Here in the Pacific Northwest, we go hard all summer long. We Oregonians know all too well that summer sits precariously in the year like an island amidst a sea of rainy days, and we must make the most of it. So we get lost in the heat of the season, trying to soak up every last ray of sunshine while the days are long, jumping into the river every chance we get, and eating our weight of the sweet summer fruits that we’ll soon miss so much. For us on the farm, summer is the time to, as they say, make hay while the sun shines.
But then the abundance of August gives way to September, and things begin to transition all around us. Summer produce begins its descent away from the apex of abundance, and the nights roll in with a chill that reminds us that our time on this summer island will not last forever.
Though most of us mourn summer’s decline, September really is a unique time of year when we still get to enjoy the last fruits of summer even as the fall harvest begins rolling in.

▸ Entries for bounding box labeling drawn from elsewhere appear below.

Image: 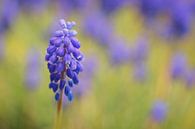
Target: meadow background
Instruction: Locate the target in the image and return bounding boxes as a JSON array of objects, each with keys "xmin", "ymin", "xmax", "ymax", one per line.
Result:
[{"xmin": 0, "ymin": 0, "xmax": 195, "ymax": 129}]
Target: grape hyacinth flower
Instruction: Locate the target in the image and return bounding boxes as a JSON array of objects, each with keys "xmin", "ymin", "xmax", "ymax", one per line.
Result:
[
  {"xmin": 45, "ymin": 19, "xmax": 83, "ymax": 101},
  {"xmin": 151, "ymin": 101, "xmax": 167, "ymax": 122},
  {"xmin": 170, "ymin": 1, "xmax": 191, "ymax": 38}
]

Our greens that have taken a hiatus in the heat are now bursting forth with delicate new leaves, winter squash is ripening up on the vine, and the immense diversity of root vegetables that we grow are sizing up secretly beneath the earth.
Farming requires us to have our bodies in tune with the environment in a way that modern life has worked to distance us from, and to notice the cycles of transition by which we must abide. In this way life demands of us that we be present to experience it if we are to expect it to produce the abundant food that graces your plate.
There are hot times and there are cold times, times of abundance and times of famine, and even more times where the lines between these extremes are not so clear. The food in front of you today is an embodiment of transition, and the flavors to be experienced cannot be found at any other time of year or on any other place on the globe. It is regionality by the spoonful. Nowhere else at this moment will a poblano be developing its deep, mole flavor as it enters its chocolate-red state of ripeness, ready to be combined with a sweet and buttery delicata winter squash fresh from the vine. It is in these times of transition that we can literally taste summer ending while fall begins, all within a single bite. Eat up.